7.      Under tribunal rule 126, in resolving this dispute the tribunal may make one or more of the following orders:

a.    order a party to do or stop doing something;

b.    order a party to pay money;

c.    order any other terms or conditions the tribunal considers appropriate.

ISSUE

8.      The issue in this dispute is whether the respondent failed to pay an invoice owing by the respondent for shipping logistics services that were provided.

EVIDENCE AND ANALYSIS

9.      This is a civil claim in which the applicant bears the burden of proof on a balance of probabilities.  I have reviewed all of the evidence but only refer to it here as necessary to explain my decision.

10.   On December 11, 2015, the applicant was hired by the respondent to arrange shipping of materials from a hardware store in Burnaby, BC to a hotel in Thornhill, BC.

11.   The applicant arranged for the shipping service to be supplied by a third-party carrier. 

12.   The shipment was completed, but with 5 doors delivered damaged.  The photographs filed in evidence show the damage to the doors.

13.   On December 31, 2015, the applicant invoiced the respondent $1,223.33 for its freight delivery services.

14.   On January 13, 2016, the respondent wrote to the applicant claiming $1,607.82 plus delivery costs for the set of doors it had to order to replace those damaged.  The respondent attached 

a.    a November 2015 invoice for the original product, which was part of a shipment valued at about $7,000, and

b.    an invoice for the replacement windows.

15.   On March 11, 2016, the applicant was informed that the respondent was making an insurance claim against the carrier for damage incurred during the shipment.

16.   In late March 2016, CM, an employee of the applicant, emailed the respondent that the carrier’s insurance underwriter wanted the supplier’s invoice for the 5 damaged items.

17.   On May 25, 2016, CM again emailed the respondent asking for the original invoice for the damaged products. 

18.   The carrier’s insurer denied the claim. The applicant’s emails shows that it thought the claim was denied because someone signed for the delivery.

19.   The respondent wrote to the applicant explaining that, because the five doors were damaged, it had to order replacements at a cost of $1,507.  The invoice filed in evidence supports this valuation.

20.   In October 2017, the applicant and respondent exchanged emails.  The applicant said that if the respondent paid their invoices in full, they would then credit the respondent’s account $1,507.

21.   I find that the applicant provided shipping logistics services to the respondent in early December 2015 at a cost of $1,223.33.  However, I also find that items in the shipment were damaged and had to be replaced at a cost of $1,507 plus shipping.
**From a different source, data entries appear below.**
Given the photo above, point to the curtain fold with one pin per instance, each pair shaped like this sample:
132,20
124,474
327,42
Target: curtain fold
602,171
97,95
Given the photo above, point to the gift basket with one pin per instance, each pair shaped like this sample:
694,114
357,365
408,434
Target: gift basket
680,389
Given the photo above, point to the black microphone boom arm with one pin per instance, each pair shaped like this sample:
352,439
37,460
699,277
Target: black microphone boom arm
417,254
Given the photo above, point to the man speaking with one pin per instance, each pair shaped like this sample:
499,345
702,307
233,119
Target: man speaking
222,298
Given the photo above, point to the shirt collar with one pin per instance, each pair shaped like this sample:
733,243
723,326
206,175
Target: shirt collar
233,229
The replacement value exceeds the shipping cost.

22.    I find that the applicant then promised to credit the respondent’s account in the amount of $1,507, if the respondent brought its account current.  That is, the respondent has established that the applicant owes it money, not the other way around.

23.   The applicant did not explain why claimed for $925.45.  In this disputed debt claim, I would need to see the credits and debits on the customer’s account in order to hold the respondent responsible for an outstanding charge.

24.   I was not provided any document to show what payments the respondent has made to the applicant, and what specifically, if anything, remains owing. The applicant also chose not to provide any reply submission to address the respondent’s submissions about the damaged goods. In the circumstances, I find that the applicant has failed to establish its claim on a balance of probabilities. 

25.   Under section 49 of the Act, and tribunal rules, the tribunal will generally order an unsuccessful party to reimburse a successful party for tribunal fees and reasonable dispute-related expenses. I see no reason in this case not to follow that general rule. As the respondent paid no tribunal fees, I make no order in this regard. The applicant was unsuccessful, so I do not order any reimbursement of its tribunal fees.

ORDER

26.  I dismiss the applicant’s claims and this dispute.